When I did all my practice runs, I ran before 7am or stuck to the gym treadmill because it’s hard enough to run in normal temperatures. This morning it was hot and humid just like it’s been for the better part of summer so far. And I kind of fell apart out there, if I’m being honest.  I was painfully aware of feeling out of breath and rubbery in the legs within the first mile. I thought my nervous energy would convert to determination, but instead I started to feel panicky in the heat. People were set up every half mile or so handing out cups of water, and at first I took advantage of each one. After about the third cup, the sloshing in my stomach told me I was probably doing more harm than good. At about mile two, I realized my body was overheating and there was very little I could do about it besides slow down  and walk.

I walked more than I’d ever planned. The funny thing is I still made my goal time of 36 minutes (okay 36:07). This tells me I was probably running too fast in the beginning – total amateur mistake – and also that I can walk pretty fast.

Once, when I was ten years old, I went horseback riding with my girl scout troop at a place that closed down within the year because the horses kept dying. Maybe it’s safer to say the mules kept dying, because the only time my stubborn horse hustled was at the very end when he saw the water trough ahead. This morning, the race banner floating overhead like a cool cloud from heaven was what finally got me into a fast trot. The end! Yay!

I wish I could say it felt good to finish, and it did eventually.
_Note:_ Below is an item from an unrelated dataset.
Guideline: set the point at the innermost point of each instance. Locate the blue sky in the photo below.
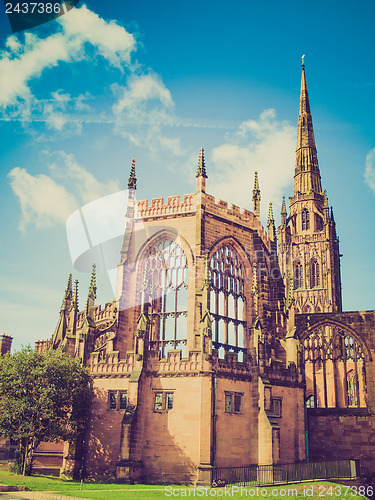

But it never feels good when you’re pretty sure you’re going to drop dead. I headed straight for the water tent, mp3 player be damned. It was either douse myself or collapse and suffer pavement burns. Yeah, I exaggerate, but mostly I’m just a wimp.

I learned a couple of things today, the most important of which is hydrate before you run 3 miles on a hot day, you big dummy! Better yet, run in May! The other thing I learned that I will hopefully mull over for awhile is no matter how much I plan, it’s never going  to be like I expected, and that makes it even better. Surprises can be good and life is full of surprises. Life is good.